Secondly, in a GenomeWeb report on Tuesday the Illumina CEO Jay Flatley is said to have confirmed a recent meeting with the FDA “to discuss the regulatory framework for DTC genotyping”, and to have indicated that the company intended to “fully comply with the FDA’s guidance”; Flatley is also quoted noting that the revenue from providing chips to DTC companies is “immaterial”. This suggests that if the FDA did lean on Illumina to discontinue its chip supply to DTC providers there would be little motivation for the company to resist.
[Updated 06/08/10 to show the full version of the interview.]
There were several reports I saw this morning indicating that the FDA has “requested” that Illumina stop selling chips to DTC genetic-test providers. Is that true in whole or in part?
EM: We have asked Illumina to work with us to bring their devices into compliance with our regulations. We have not specifically requested that they stop selling them to anybody.
So they can continue supplying 23andMe and deCODEme with chips right now?
EM: We’re working with them on that…
Illumina obviously isn’t the only chip maker out there. Why is it the only one that is getting these letters? Are the other ones going to be called in as well?

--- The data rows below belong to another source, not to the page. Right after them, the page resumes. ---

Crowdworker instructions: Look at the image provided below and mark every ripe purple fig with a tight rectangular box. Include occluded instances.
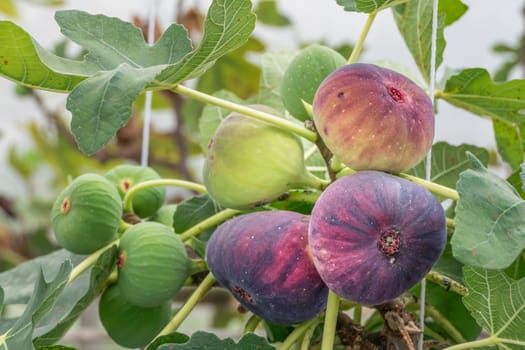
[313,63,434,172]
[206,210,328,324]
[308,171,447,305]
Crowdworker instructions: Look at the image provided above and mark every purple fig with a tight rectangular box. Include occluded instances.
[308,171,447,305]
[312,63,434,172]
[206,210,328,324]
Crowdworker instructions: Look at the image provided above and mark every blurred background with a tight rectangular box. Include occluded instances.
[0,0,525,349]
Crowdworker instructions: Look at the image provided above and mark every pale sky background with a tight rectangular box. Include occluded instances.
[0,0,525,196]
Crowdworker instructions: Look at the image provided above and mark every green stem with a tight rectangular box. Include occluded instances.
[172,84,317,142]
[425,304,467,343]
[179,209,242,242]
[242,315,262,335]
[321,291,339,350]
[425,271,468,296]
[67,239,119,285]
[157,272,215,337]
[123,179,207,212]
[348,10,377,64]
[444,336,500,350]
[279,314,322,350]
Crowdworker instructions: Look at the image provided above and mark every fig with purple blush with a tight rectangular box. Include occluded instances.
[308,171,447,305]
[206,210,328,324]
[312,63,434,172]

AG: You can bet that with the original set of letters in 2009, Illumina was not the only one to receive a letter.
I’m sorry, I’m not familiar with the 2009 letters. What were those?
AG: We sent letters to several companies with direct-to-consumer chip arrays to come in and discuss the issue.
And did those companies come in?
AG: Yes, and I think that’s part of what you saw with the public meeting on June 30 on the array issue and why several companies want to figure out a way to [unintelligible] …
[The chips are labeled “research use only.”] The DTC providers, when they sell these tests, aren’t [necessarily] doing research. Doesn’t that imply that Illumina does have to stop selling the chips to them?
EM: If they continue to label them that way, yes, that would be something that we would most likely take a little further action on. At the moment, they’re working with us and we will see what they can bring to us in a reasonable amount of time without completely blowing up their business or the market or anything …
So I guess if it’s not being used for research only it needs a different type of [label or] approval?
AG: That’s correct…
Until that happens, though, is it correct that the Illumina chips will remain on the market for direct-to-consumer companies to buy?
AG: [Pause] I think Illumina needs to figure out how they’re going to move forward.
Carmichael also received a later email clarification from the FDA:
When asked to respond, the FDA e-mailed me with, “We have not asked Illumina to stop, but if they continue to make these chips available, we could explore other regulatory action.”
So we have an answer, of a sort: the FDA has not specifically asked Illumina to discontinue its supply of chips to DTC companies, and there’s currently no evidence that Illumina has already decided to do so. However, the FDA’s email clearly indicates that the threat of regulatory action is still dangling ominously over the supply chains of DTC providers.